So I checked, did up my car and it came out to 43670 on the bmwusa site. Hit that with a 7% discount and I got 40,613. WTF? That's almost a grand more than I paid for the car in May of 03!! So i'm to spend 1k extra to go to europe? That doesn't make sense.



> If you are any sort of driving enthusiast, you should do at least 1 ED in your life. Here are some interesting places you could go to, all within 1 day of driving or less:
> - The Italian hills around Florence. Think Maranello, think driver's paradise. Some of the best driving roads I've ever experienced. Excellent food, welcoming people.


I grew up in the foothills of the sierras. I know my way around 270 blind corners on cliffs/twists. Shrug, it was a way of life.

And just last year I cruised at 130 on I-15 out to vegas. averaged over 100 mph on that 300+ mile drive (1 hour spent in slow 40-50 mph traffic so you do the math) . Not sure if the ride would have been nearly as exciting if I weren't on the look out for cops the whole time.


----------



## adc (Apr 1, 2003)

blueguydotcom said:


> I'm not missing the point. I have no desire to go to europe. Of all the continents it's number 7 on the "must visit" list.
> 
> Next month i have to go to paris for business.  Bummer.


I'm not going to argue with you over a very personal preference. The advice given was in earnest good will. Too bad they don't offer Antarctica Delivery, you might have enjoyed that better 



> Obviously that's not the great deal you're talking about.
> 
> WTF? That's almost a grand more than I paid for the car in May of 03!! So i'm to spend 1k extra to go to europe? That doesn't make sense.

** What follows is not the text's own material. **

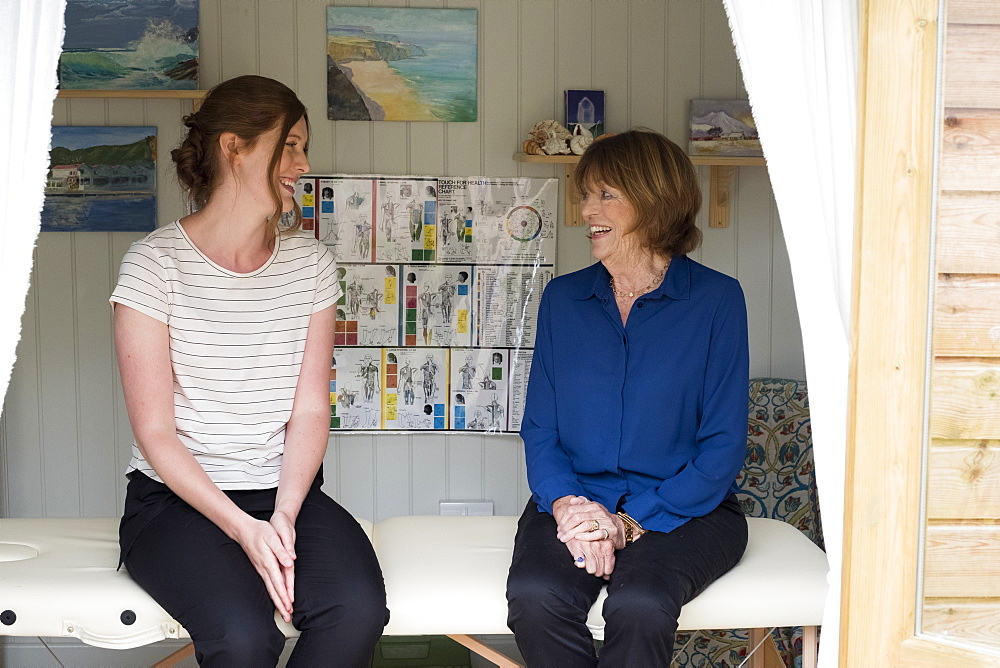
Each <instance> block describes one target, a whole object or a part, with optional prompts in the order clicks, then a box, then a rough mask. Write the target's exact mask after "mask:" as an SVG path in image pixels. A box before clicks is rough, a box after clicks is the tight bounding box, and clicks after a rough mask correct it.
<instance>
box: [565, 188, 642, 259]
mask: <svg viewBox="0 0 1000 668" xmlns="http://www.w3.org/2000/svg"><path fill="white" fill-rule="evenodd" d="M580 213H581V214H582V215H583V220H584V222H585V223H586V224H587V236H588V237H589V238H590V253H591V255H593V256H594V259H596V260H600V261H601V262H604V263H605V264H608V263H609V262H610V263H612V264H618V263H624V262H629V261H630V258H634V257H635V256H636V254H637V253H638V252H639V251H640V244H639V241H638V238H637V237H636V235H634V234H631V232H632V231H633V228H634V225H635V208H634V207H633V206H632V204H631V203H630V202H629V201H628V200H627V199H625V197H624V196H623V195H622V192H621V191H620V190H618V189H617V188H614V187H612V186H609V185H606V184H601V183H597V184H592V185H589V186H587V188H586V190H585V191H584V192H583V193H581V194H580Z"/></svg>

ED works like that - you subtract the ED "savings" amount from whatever US price you negotiate with the dealer.

The way that experienced consumers advise you to shop is as follows: calculate the invoice price for (car and options), then subtract ED savings (around $2500 for a 330), then add a dealer profit (around 5% is considered a good deal). Of course, this doesn't take into account dealer incentives etc.

I think it will come down to much, much less than the BMWUSA site. But on the BMW site you subtracted from MSRP. Who the heck pays MSRP for a 3 series???

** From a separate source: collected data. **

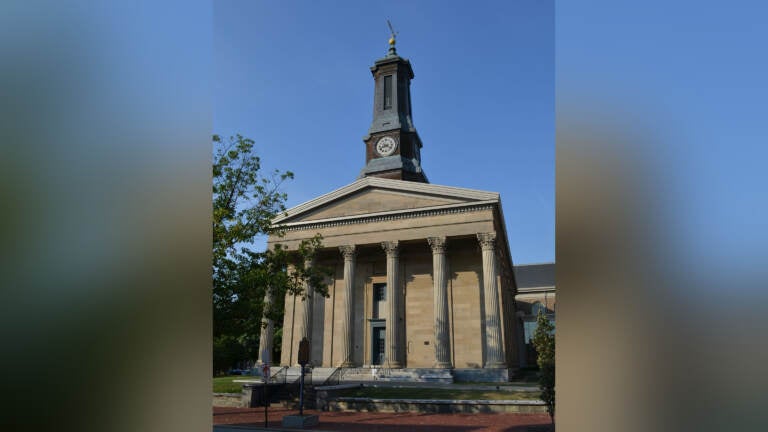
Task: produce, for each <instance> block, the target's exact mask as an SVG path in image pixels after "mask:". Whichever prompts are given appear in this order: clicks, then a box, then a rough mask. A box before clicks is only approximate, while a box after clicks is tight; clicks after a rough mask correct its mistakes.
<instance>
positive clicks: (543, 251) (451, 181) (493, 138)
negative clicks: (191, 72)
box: [213, 0, 555, 264]
mask: <svg viewBox="0 0 768 432" xmlns="http://www.w3.org/2000/svg"><path fill="white" fill-rule="evenodd" d="M386 19H390V20H391V21H392V23H393V25H394V27H395V29H396V30H397V31H398V32H399V36H398V43H397V49H398V54H400V55H401V56H403V57H405V58H408V59H409V60H410V61H411V64H412V66H413V69H414V74H415V78H414V80H413V81H412V85H411V91H412V103H413V120H414V123H415V126H416V129H417V130H418V132H419V135H420V137H421V139H422V142H423V144H424V147H423V149H422V162H423V167H424V169H425V172H426V174H427V176H428V177H429V180H430V182H431V183H433V184H441V185H448V186H458V187H466V188H471V189H481V190H489V191H496V192H499V193H500V194H501V198H502V203H503V206H504V214H505V217H506V224H507V230H508V235H509V242H510V248H511V252H512V257H513V260H514V262H515V263H516V264H522V263H533V262H546V261H553V260H554V257H555V253H554V233H555V218H554V199H555V196H554V195H555V193H554V180H555V176H554V160H555V158H554V154H555V153H554V152H555V145H554V8H553V2H551V1H535V0H526V1H516V2H498V4H494V5H490V4H479V3H476V2H474V3H465V2H462V3H455V4H451V3H446V2H437V1H419V2H407V1H389V2H386V3H369V2H351V1H350V2H309V1H303V2H279V3H278V2H254V1H242V0H237V1H235V0H221V1H217V2H215V3H214V35H215V36H214V71H213V72H214V131H215V132H216V133H219V134H221V135H230V134H234V133H241V134H243V135H245V136H248V137H251V138H253V139H254V140H255V141H256V148H257V152H258V154H259V155H260V156H261V157H262V159H263V161H264V164H265V167H266V168H267V169H275V168H277V169H284V170H291V171H293V172H294V173H295V174H296V178H295V180H294V181H292V182H290V184H288V185H286V187H285V191H286V192H287V193H288V197H289V200H288V205H289V207H291V206H294V205H297V204H299V203H301V202H304V201H306V200H309V199H312V198H315V197H317V196H319V195H322V194H324V193H327V192H330V191H331V190H334V189H337V188H339V187H341V186H344V185H346V184H349V183H351V182H353V181H354V180H355V179H356V178H357V175H358V173H359V171H360V169H361V168H362V167H363V166H364V163H365V152H364V149H365V147H364V143H363V141H362V137H363V135H365V133H366V132H367V130H368V127H369V126H370V123H371V115H372V103H373V102H372V98H373V79H372V77H371V73H370V71H369V67H370V66H371V65H372V64H373V62H374V61H375V60H376V59H378V58H380V57H383V56H384V55H385V54H386V52H387V48H388V46H387V39H388V38H389V31H388V28H387V25H386Z"/></svg>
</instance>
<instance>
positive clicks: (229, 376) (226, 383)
mask: <svg viewBox="0 0 768 432" xmlns="http://www.w3.org/2000/svg"><path fill="white" fill-rule="evenodd" d="M248 378H252V377H249V376H242V375H232V376H226V377H215V378H213V392H214V393H240V392H241V391H242V390H243V383H233V382H232V380H236V379H248Z"/></svg>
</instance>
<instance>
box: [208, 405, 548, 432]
mask: <svg viewBox="0 0 768 432" xmlns="http://www.w3.org/2000/svg"><path fill="white" fill-rule="evenodd" d="M304 413H305V414H317V415H319V416H320V424H319V425H318V426H317V427H315V428H314V429H313V430H321V431H338V432H355V431H364V432H395V431H414V432H426V431H430V432H432V431H437V432H479V431H491V432H554V427H552V425H551V423H550V420H549V415H547V414H479V413H473V414H431V413H424V414H421V413H385V412H375V413H369V412H324V411H316V410H304ZM288 414H298V410H289V409H285V408H281V407H272V408H270V409H269V427H270V428H274V429H273V430H279V429H280V421H281V420H282V418H283V416H284V415H288ZM213 424H214V425H222V426H223V425H228V426H231V428H230V427H226V428H224V427H222V428H216V429H217V430H220V431H222V432H224V431H236V430H238V429H239V430H242V429H241V428H245V427H249V426H250V427H252V428H255V429H259V428H263V427H264V408H219V407H214V408H213ZM234 427H237V429H235V428H234ZM262 430H263V429H262Z"/></svg>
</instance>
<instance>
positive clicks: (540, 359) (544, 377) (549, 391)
mask: <svg viewBox="0 0 768 432" xmlns="http://www.w3.org/2000/svg"><path fill="white" fill-rule="evenodd" d="M554 330H555V329H554V327H553V326H552V323H550V322H549V319H548V318H547V316H546V315H545V314H544V313H543V312H542V311H541V310H540V311H539V315H538V317H537V318H536V331H535V332H534V334H533V345H534V346H535V347H536V352H537V353H538V356H537V358H536V363H538V365H539V373H540V375H539V388H540V389H541V399H542V400H543V401H544V402H545V403H546V404H547V411H548V412H549V415H550V418H551V419H552V422H553V423H554V419H555V334H554Z"/></svg>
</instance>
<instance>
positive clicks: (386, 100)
mask: <svg viewBox="0 0 768 432" xmlns="http://www.w3.org/2000/svg"><path fill="white" fill-rule="evenodd" d="M390 108H392V75H387V76H385V77H384V109H390Z"/></svg>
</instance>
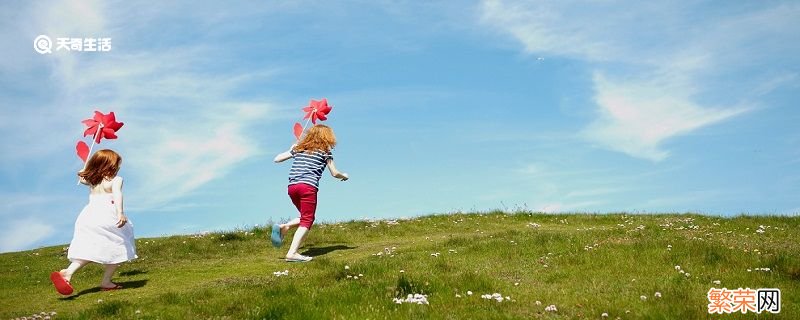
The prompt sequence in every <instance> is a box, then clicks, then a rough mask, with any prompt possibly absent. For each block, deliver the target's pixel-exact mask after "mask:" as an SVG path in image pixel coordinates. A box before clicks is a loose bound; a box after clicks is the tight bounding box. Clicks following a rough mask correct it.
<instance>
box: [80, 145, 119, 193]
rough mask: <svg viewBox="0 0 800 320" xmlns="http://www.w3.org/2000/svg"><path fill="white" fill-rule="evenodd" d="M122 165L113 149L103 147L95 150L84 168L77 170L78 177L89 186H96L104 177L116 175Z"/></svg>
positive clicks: (103, 178)
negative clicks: (95, 150)
mask: <svg viewBox="0 0 800 320" xmlns="http://www.w3.org/2000/svg"><path fill="white" fill-rule="evenodd" d="M121 165H122V157H120V155H119V154H117V153H116V152H114V151H113V150H109V149H103V150H100V151H97V152H95V154H93V155H92V157H91V158H89V161H87V162H86V168H85V169H83V171H81V172H78V177H81V178H83V180H85V181H86V183H88V184H89V185H91V186H96V185H98V184H100V183H101V182H103V179H105V178H113V177H115V176H117V173H118V172H119V167H120V166H121Z"/></svg>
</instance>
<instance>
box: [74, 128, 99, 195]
mask: <svg viewBox="0 0 800 320" xmlns="http://www.w3.org/2000/svg"><path fill="white" fill-rule="evenodd" d="M101 131H103V124H102V123H101V124H100V126H99V127H97V132H95V133H94V135H92V145H91V146H90V147H89V153H87V154H88V155H89V156H91V155H92V149H94V144H95V142H96V141H97V135H98V134H100V132H101ZM87 164H89V158H86V161H85V162H84V163H83V169H81V171H83V170H86V165H87ZM77 184H81V179H78V183H77Z"/></svg>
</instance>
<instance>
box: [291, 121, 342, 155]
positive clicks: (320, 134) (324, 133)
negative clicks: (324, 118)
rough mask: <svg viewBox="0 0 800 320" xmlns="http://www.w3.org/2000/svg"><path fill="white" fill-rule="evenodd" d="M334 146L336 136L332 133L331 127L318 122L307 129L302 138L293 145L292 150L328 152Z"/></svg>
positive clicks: (331, 148)
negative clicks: (301, 140) (329, 126)
mask: <svg viewBox="0 0 800 320" xmlns="http://www.w3.org/2000/svg"><path fill="white" fill-rule="evenodd" d="M335 146H336V136H335V135H333V129H331V128H330V127H328V126H326V125H324V124H318V125H315V126H313V127H311V129H309V130H308V133H306V136H305V137H303V140H302V141H300V143H298V144H297V146H296V147H294V151H298V152H299V151H303V152H314V151H320V152H330V151H331V149H333V147H335Z"/></svg>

> I grew up in the foothills of the sierras. I know my way around 270 blind corners on cliffs/twists. Shrug, it was a way of life.


Hat off to you.

My advice for the Italian hills was to experience a triple delight: good roads / scenery, good people, good food. I am not sure how that stacks up to the foothills of the Sierras (not even sure which Sierras you are talking about).

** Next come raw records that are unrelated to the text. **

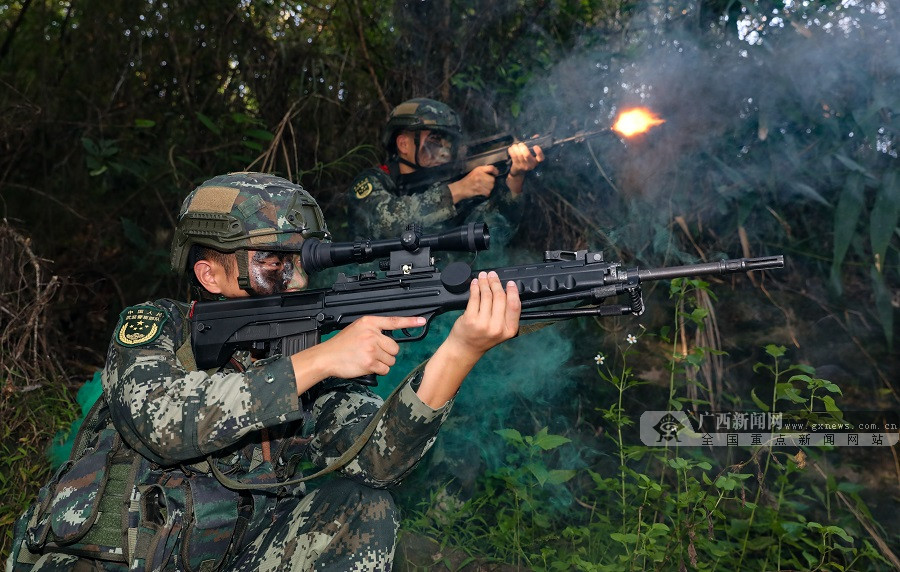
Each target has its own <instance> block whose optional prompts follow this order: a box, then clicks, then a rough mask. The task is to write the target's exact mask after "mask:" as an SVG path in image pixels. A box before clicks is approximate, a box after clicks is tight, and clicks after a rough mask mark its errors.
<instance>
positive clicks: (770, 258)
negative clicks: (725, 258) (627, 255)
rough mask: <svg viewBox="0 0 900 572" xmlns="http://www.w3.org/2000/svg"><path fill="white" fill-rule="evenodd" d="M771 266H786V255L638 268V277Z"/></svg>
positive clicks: (747, 268)
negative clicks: (659, 266) (785, 257)
mask: <svg viewBox="0 0 900 572" xmlns="http://www.w3.org/2000/svg"><path fill="white" fill-rule="evenodd" d="M770 268H784V255H783V254H779V255H776V256H761V257H758V258H732V259H729V260H719V261H718V262H708V263H705V264H691V265H688V266H672V267H668V268H650V269H644V270H638V277H639V278H640V279H641V281H644V280H669V279H672V278H687V277H689V276H700V275H704V274H732V273H735V272H750V271H751V270H768V269H770Z"/></svg>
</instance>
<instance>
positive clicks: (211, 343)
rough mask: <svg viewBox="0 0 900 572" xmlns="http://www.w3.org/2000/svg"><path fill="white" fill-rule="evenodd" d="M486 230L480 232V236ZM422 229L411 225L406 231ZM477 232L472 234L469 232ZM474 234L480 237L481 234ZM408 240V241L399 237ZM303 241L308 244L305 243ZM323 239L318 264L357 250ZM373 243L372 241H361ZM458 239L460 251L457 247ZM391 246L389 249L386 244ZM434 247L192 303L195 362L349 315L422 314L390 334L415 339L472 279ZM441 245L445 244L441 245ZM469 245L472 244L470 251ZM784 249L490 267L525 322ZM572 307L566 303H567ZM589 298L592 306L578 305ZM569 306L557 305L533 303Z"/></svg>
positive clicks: (234, 350) (584, 257)
mask: <svg viewBox="0 0 900 572" xmlns="http://www.w3.org/2000/svg"><path fill="white" fill-rule="evenodd" d="M482 231H483V234H482V233H481V232H482ZM405 234H412V235H419V234H420V233H419V232H418V231H417V230H416V229H410V230H409V231H408V233H405ZM447 235H453V236H455V237H456V239H454V240H455V241H454V242H452V244H451V247H453V248H454V249H456V250H468V249H469V248H468V246H469V245H471V246H472V249H480V248H479V247H485V248H486V247H487V246H488V245H489V238H490V237H489V234H487V227H486V226H485V225H475V226H474V227H473V225H469V226H468V227H460V228H459V229H456V230H454V231H451V232H450V233H445V234H444V235H440V237H446V236H447ZM473 235H474V236H473ZM436 237H438V235H434V236H428V237H422V236H418V238H416V239H415V240H414V242H415V244H419V245H422V244H430V245H434V244H437V243H439V242H440V240H437V238H436ZM478 237H480V238H478ZM399 243H403V244H406V245H409V244H411V242H410V241H409V240H407V241H403V240H401V241H399V242H398V244H399ZM307 244H310V246H309V247H307ZM354 244H356V245H358V244H367V243H338V244H333V245H324V244H322V243H318V242H317V241H316V239H310V240H309V241H307V243H304V253H303V254H304V255H307V253H309V252H315V251H317V250H318V249H319V248H324V247H326V246H327V247H329V248H328V249H326V250H329V255H328V256H324V255H322V253H321V252H319V253H318V255H319V256H320V258H319V259H318V262H317V264H318V265H319V266H318V268H319V269H321V268H325V267H328V266H337V265H339V264H346V263H347V262H348V261H347V260H345V259H344V258H338V260H337V261H334V260H331V254H330V253H331V252H359V251H360V249H359V248H353V247H352V245H354ZM368 244H371V243H368ZM463 245H465V248H458V247H461V246H463ZM385 248H388V247H385ZM431 248H432V246H419V247H416V248H407V247H404V246H398V247H397V248H396V249H393V250H390V256H391V257H390V267H389V268H388V269H387V270H386V271H385V272H384V273H383V275H379V273H377V272H374V271H372V272H366V273H363V274H359V275H357V276H347V275H345V274H343V273H342V274H340V275H339V276H338V278H337V280H336V281H335V283H334V284H333V285H332V287H331V288H323V289H317V290H310V291H305V292H292V293H284V294H277V295H273V296H262V297H254V298H238V299H231V300H224V301H211V302H195V303H194V305H193V306H192V308H191V314H190V322H191V344H192V346H193V350H194V355H195V358H196V361H197V365H198V366H199V367H200V368H201V369H209V368H212V367H218V366H221V365H223V364H225V363H226V362H227V361H228V359H229V358H230V357H231V355H232V353H234V352H235V351H237V350H256V351H262V352H267V353H268V354H274V353H280V354H282V355H291V354H294V353H296V352H298V351H300V350H302V349H305V348H307V347H310V346H312V345H315V344H317V343H319V342H320V341H321V338H322V336H323V335H325V334H328V333H330V332H333V331H336V330H340V329H343V328H345V327H346V326H348V325H350V324H351V323H353V321H354V320H356V319H358V318H360V317H362V316H367V315H374V316H423V317H425V318H427V320H428V322H427V324H426V326H424V327H423V328H422V331H421V332H419V333H418V334H417V335H413V334H409V333H408V332H407V333H406V335H405V336H404V337H400V338H396V339H397V341H398V342H400V341H414V340H420V339H422V338H424V337H425V335H426V334H427V332H428V326H429V325H430V323H431V321H432V320H433V318H434V317H435V316H437V315H439V314H442V313H444V312H448V311H452V310H461V309H463V308H465V306H466V303H467V302H468V299H469V283H470V282H471V279H472V278H473V277H474V276H475V273H473V271H472V268H471V267H470V266H469V265H468V264H466V263H463V262H454V263H451V264H449V265H447V267H446V268H445V269H444V270H443V271H440V270H438V269H437V268H435V267H434V261H433V259H432V258H431ZM443 248H444V249H446V248H445V247H443ZM473 251H474V250H473ZM384 255H385V252H384V251H382V250H379V251H378V254H375V252H374V251H372V252H370V253H369V255H368V256H371V257H370V258H366V255H357V256H355V258H353V259H352V260H350V261H355V262H359V261H364V260H373V259H374V258H377V257H381V256H384ZM304 266H305V259H304ZM783 266H784V256H783V255H776V256H767V257H761V258H738V259H730V260H721V261H718V262H709V263H704V264H692V265H686V266H675V267H666V268H651V269H638V268H628V269H626V268H623V267H622V265H621V264H619V263H615V262H606V261H604V260H603V254H602V253H601V252H593V251H588V250H579V251H548V252H546V253H545V255H544V261H543V262H541V263H535V264H525V265H519V266H509V267H502V268H495V269H493V270H494V271H496V272H497V274H498V275H499V276H500V279H501V280H502V281H503V282H504V283H505V282H508V281H513V282H515V283H516V285H517V286H518V289H519V295H520V297H521V299H522V307H523V312H522V319H523V320H534V319H542V320H560V319H568V318H574V317H579V316H586V315H590V316H608V315H625V314H634V315H640V314H642V313H643V311H644V305H643V295H642V292H641V284H642V283H643V282H647V281H652V280H669V279H672V278H681V277H683V278H687V277H695V276H703V275H721V274H731V273H736V272H749V271H753V270H766V269H774V268H782V267H783ZM623 294H624V295H626V297H627V302H626V303H625V304H614V303H613V304H604V303H603V302H604V301H605V300H606V299H607V298H613V297H616V296H620V295H623ZM573 304H575V305H576V306H575V307H573V306H572V305H573ZM584 304H592V305H593V306H591V307H578V305H582V306H583V305H584ZM557 305H566V307H563V308H550V309H543V310H532V308H548V307H551V306H557Z"/></svg>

> And just last year I cruised at 130 on I-15 out to vegas. averaged over 100 mph on that 300+ mile drive (1 hour spent in slow 40-50 mph traffic so you do the math) . Not sure if the ride would have been nearly as exciting if I weren't on the look out for cops the whole time.


Then you might enjoy the Autostrada through the Alps at 100mph+. Believe me, it's a little different than I-15 and more thrilling even without the fear of cops. Too bad that when I did that I was driving a POS Opel on snows, but what a drive...

Again, just some good-will advice. I have no vested interest in ED, just trying to inform others of potential benefits of this program. I mean if you do business trips to Europe you could fly into Munich, pick up the car at 8AM and take it to the shipping company - and be out of there by 10AM with an extra $2500 in your pocket. Wouldn't have to "visit" the place... :dunno:

adc


----------